In a significant act of philanthropy, the Helen Frankenthaler Foundation has bestowed a generous donation of $2 million to the Smithsonian American Art Museum (SAAM). This substantial gift marks the largest donation that the museum’s fellowship program has received in its 53-year history. Additionally, it brings a monumental $10 million capital campaign for the fellowship program to its completion.
The donation from the Frankenthaler Foundation will serve to establish an endowment for a fellowship, named the Helen Frankenthaler Foundation Fellowship. This fellowship will be concentrated on modern and contemporary American art. The inaugural Frankenthaler Foundation Fellowship is slated to be awarded for the 2024-25 academic year, with the application deadline set for November 1, 2023.
Positioned within SAAM’s Research and Scholars Center, the fellowship is designed to be accessible to scholars at every stage of their academic journey, from Ph.D. candidates to seasoned academics. This program is envisioned as an integral component in the research necessary for scholars to complete their dissertations or publish their books.
Furthermore, the Foundation’s $2 million donation is not solely tied to the new fellowship. It is also earmarked for professional development resources available to all fellows actively participating in the Research and Scholars Center.
Explore Helen Frankenthaler Foundation makes a landmark donation of $2 million to the Smithsonian American Art Museum.
According to SAAM Director Stephanie Stebich, the process of writing a dissertation or book can be isolating and arduous, and she sees the SAAM’s fellowship program as an antidote to this solitude. “It is a nurturing space where scholars learn from each other, deepening and expanding their thinking,” Stebich mentioned in a communication with ARTnews.
Appointed as SAAM’s director in the spring of 2017, Stebich initiated the $10 million capital campaign the subsequent year, leading up to the fellowship program’s 50th anniversary in 2020. She emphasized the museum’s “outsized impact as an educational and research institution” and articulated the need for augmented funding to sustain its scholarly initiatives.

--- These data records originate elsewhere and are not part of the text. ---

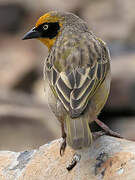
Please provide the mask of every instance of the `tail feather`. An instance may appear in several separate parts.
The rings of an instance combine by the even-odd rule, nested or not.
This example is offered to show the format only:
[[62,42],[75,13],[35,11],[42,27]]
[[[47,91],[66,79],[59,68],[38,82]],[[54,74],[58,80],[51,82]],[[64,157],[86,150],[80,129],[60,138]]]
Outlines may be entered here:
[[82,117],[66,119],[67,142],[73,149],[90,146],[92,133],[88,120]]

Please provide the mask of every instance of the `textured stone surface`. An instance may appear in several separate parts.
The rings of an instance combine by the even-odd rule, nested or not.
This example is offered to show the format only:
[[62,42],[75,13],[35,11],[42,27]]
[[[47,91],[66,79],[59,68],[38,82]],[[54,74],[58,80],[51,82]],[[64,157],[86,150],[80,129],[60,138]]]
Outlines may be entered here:
[[0,152],[1,180],[132,180],[135,179],[135,143],[109,136],[98,138],[91,147],[77,151],[81,160],[68,172],[75,153],[67,147],[59,155],[60,140],[38,150]]

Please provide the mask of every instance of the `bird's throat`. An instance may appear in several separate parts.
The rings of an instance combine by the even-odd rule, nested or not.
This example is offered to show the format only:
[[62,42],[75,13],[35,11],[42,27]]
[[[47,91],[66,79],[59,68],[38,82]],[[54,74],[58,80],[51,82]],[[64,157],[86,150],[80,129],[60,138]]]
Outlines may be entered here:
[[54,45],[56,38],[53,39],[49,39],[49,38],[38,38],[44,45],[46,45],[48,47],[48,49],[50,50],[50,48]]

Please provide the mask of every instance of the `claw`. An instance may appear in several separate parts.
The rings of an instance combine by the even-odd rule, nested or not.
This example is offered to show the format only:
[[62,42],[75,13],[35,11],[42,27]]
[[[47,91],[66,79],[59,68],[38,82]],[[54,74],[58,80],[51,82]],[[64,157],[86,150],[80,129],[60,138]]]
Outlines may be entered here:
[[66,149],[66,145],[67,145],[66,139],[63,138],[61,146],[60,146],[60,156],[64,155],[64,152],[65,152],[65,149]]

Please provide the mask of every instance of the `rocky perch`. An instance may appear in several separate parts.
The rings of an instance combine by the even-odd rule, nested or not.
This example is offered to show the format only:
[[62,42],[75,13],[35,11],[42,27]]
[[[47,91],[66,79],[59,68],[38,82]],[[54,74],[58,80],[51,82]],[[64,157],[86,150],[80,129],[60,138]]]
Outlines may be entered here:
[[102,136],[81,155],[68,171],[75,153],[69,146],[59,154],[61,139],[38,150],[0,152],[0,180],[133,180],[135,179],[135,142]]

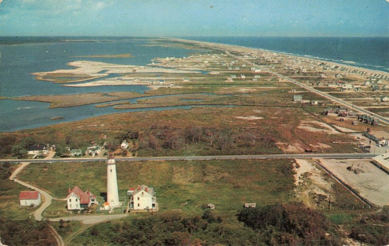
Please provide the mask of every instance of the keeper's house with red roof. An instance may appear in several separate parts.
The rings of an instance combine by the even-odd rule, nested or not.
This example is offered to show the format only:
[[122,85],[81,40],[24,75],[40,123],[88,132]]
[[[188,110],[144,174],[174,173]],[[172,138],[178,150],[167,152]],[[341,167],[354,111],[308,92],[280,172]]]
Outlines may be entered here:
[[81,210],[89,208],[91,204],[97,203],[96,196],[89,191],[89,188],[84,192],[77,186],[71,190],[69,188],[66,197],[68,210]]
[[19,200],[20,206],[38,206],[40,204],[40,194],[36,191],[21,191]]
[[137,188],[130,188],[127,195],[131,196],[130,208],[134,210],[149,210],[158,211],[158,203],[154,189],[144,184]]

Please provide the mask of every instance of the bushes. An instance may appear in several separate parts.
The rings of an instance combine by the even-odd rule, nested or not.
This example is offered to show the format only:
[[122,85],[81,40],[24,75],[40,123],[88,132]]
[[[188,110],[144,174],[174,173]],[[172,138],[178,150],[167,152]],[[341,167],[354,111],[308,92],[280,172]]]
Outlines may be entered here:
[[32,219],[6,221],[0,219],[0,237],[6,245],[56,245],[46,222]]
[[331,226],[327,218],[301,203],[245,208],[238,213],[238,219],[264,233],[266,243],[271,245],[337,243],[326,236]]
[[351,224],[350,237],[374,245],[389,244],[389,207],[354,219]]

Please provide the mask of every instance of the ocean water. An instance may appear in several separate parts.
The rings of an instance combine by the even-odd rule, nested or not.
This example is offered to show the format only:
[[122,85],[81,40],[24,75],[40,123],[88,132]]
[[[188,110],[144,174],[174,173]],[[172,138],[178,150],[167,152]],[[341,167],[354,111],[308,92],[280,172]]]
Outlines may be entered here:
[[[197,40],[261,48],[298,55],[308,55],[376,70],[389,68],[389,38],[286,38],[186,37]],[[71,39],[64,42],[63,39]],[[86,41],[88,39],[88,41]],[[92,40],[90,41],[90,40]],[[0,37],[0,97],[133,91],[143,93],[145,86],[70,87],[38,81],[32,73],[71,68],[70,62],[86,60],[110,63],[146,65],[156,57],[182,57],[198,50],[150,44],[149,39],[130,37]],[[80,58],[77,56],[131,53],[131,58]],[[136,99],[130,100],[135,102]],[[163,110],[166,108],[116,110],[93,105],[49,109],[45,102],[0,100],[0,131],[34,128],[98,115],[124,112]],[[169,108],[190,108],[190,106]],[[53,117],[64,117],[52,120]]]
[[389,71],[389,37],[183,37]]
[[[115,38],[113,41],[112,38],[108,41],[103,38],[99,38],[95,39],[96,42],[73,40],[64,43],[58,38],[24,38],[21,41],[20,39],[0,37],[0,97],[116,91],[142,93],[149,89],[144,85],[67,87],[50,82],[37,81],[31,74],[71,68],[67,64],[80,60],[144,66],[150,63],[156,57],[182,57],[187,56],[191,52],[199,51],[198,49],[143,46],[150,44],[150,40],[147,38]],[[130,53],[133,57],[75,57],[124,53]],[[135,102],[136,99],[131,100]],[[0,131],[31,129],[115,113],[167,109],[156,108],[124,110],[115,109],[113,107],[96,108],[93,105],[49,109],[49,103],[45,102],[0,99]],[[185,106],[172,108],[189,108],[190,106]],[[64,118],[56,120],[51,119],[52,117],[59,116]]]

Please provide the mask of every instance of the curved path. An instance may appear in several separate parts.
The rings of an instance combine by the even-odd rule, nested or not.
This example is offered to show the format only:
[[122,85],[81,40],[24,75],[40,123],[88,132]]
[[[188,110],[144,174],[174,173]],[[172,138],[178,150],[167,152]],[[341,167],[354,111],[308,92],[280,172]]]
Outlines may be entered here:
[[42,217],[42,213],[43,212],[44,210],[47,208],[47,207],[50,206],[50,204],[52,204],[52,200],[53,199],[53,197],[47,192],[25,182],[20,181],[16,178],[16,177],[18,176],[18,174],[19,174],[20,171],[28,166],[30,163],[22,163],[21,165],[19,166],[14,171],[14,172],[12,173],[12,174],[11,174],[11,176],[9,177],[9,179],[16,182],[18,183],[21,184],[23,186],[26,186],[26,187],[31,189],[32,190],[37,191],[38,192],[40,193],[41,196],[44,197],[44,201],[42,203],[42,205],[40,206],[40,207],[39,207],[38,209],[34,212],[34,217],[35,218],[35,219],[40,221],[43,218],[43,217]]

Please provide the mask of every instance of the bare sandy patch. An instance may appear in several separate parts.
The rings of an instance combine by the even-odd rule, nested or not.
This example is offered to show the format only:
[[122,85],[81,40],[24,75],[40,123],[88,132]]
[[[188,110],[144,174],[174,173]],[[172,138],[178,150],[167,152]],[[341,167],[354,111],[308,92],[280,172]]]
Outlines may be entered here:
[[[389,205],[389,175],[374,166],[371,159],[319,159],[321,164],[359,194],[379,206]],[[359,173],[347,170],[359,169]],[[360,171],[362,170],[362,171]]]
[[327,197],[332,191],[331,184],[324,180],[321,170],[311,160],[296,159],[295,192],[309,206],[318,205],[318,196]]
[[329,134],[339,134],[340,133],[329,125],[316,120],[301,121],[300,125],[297,128],[313,132],[327,132]]
[[255,115],[250,115],[250,116],[238,116],[235,117],[234,118],[236,118],[237,119],[246,119],[247,120],[253,120],[256,119],[262,119],[264,118],[262,117],[258,117]]
[[309,145],[310,146],[312,146],[312,147],[314,147],[316,148],[331,148],[331,147],[328,145],[326,145],[325,144],[321,144],[321,143],[318,143],[316,145],[309,144]]
[[341,131],[343,131],[343,132],[356,132],[356,131],[354,131],[351,129],[349,129],[348,128],[346,128],[345,127],[339,127],[338,126],[334,126],[334,127],[336,128],[336,129],[338,130]]
[[277,147],[281,148],[283,151],[287,153],[301,153],[304,152],[304,149],[301,146],[297,143],[291,145],[287,143],[283,143],[278,142],[276,143]]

In a detailed interview, Elizabeth Smith, the Executive Director of the Frankenthaler Foundation, underlined the alignment of the Foundation’s donation with its enduring commitment to American art—a field that was pivotal to Frankenthaler herself. Smith passionately described SAAM’s fellows as representing “an exciting cross-section of the best of the field.”
Established during the artist’s lifetime and activated in 2013, two years following Frankenthaler’s death, the Frankenthaler Foundation has been vigorously supporting art history and visual arts programs at various universities nationwide.
In a parting note, Stebich said, “Helen Frankenthaler was one of the leading American artists of the twentieth century. Establishing an endowed fellowship in the Foundation’s name, devoted to modern and contemporary art, seemed pitch perfect.”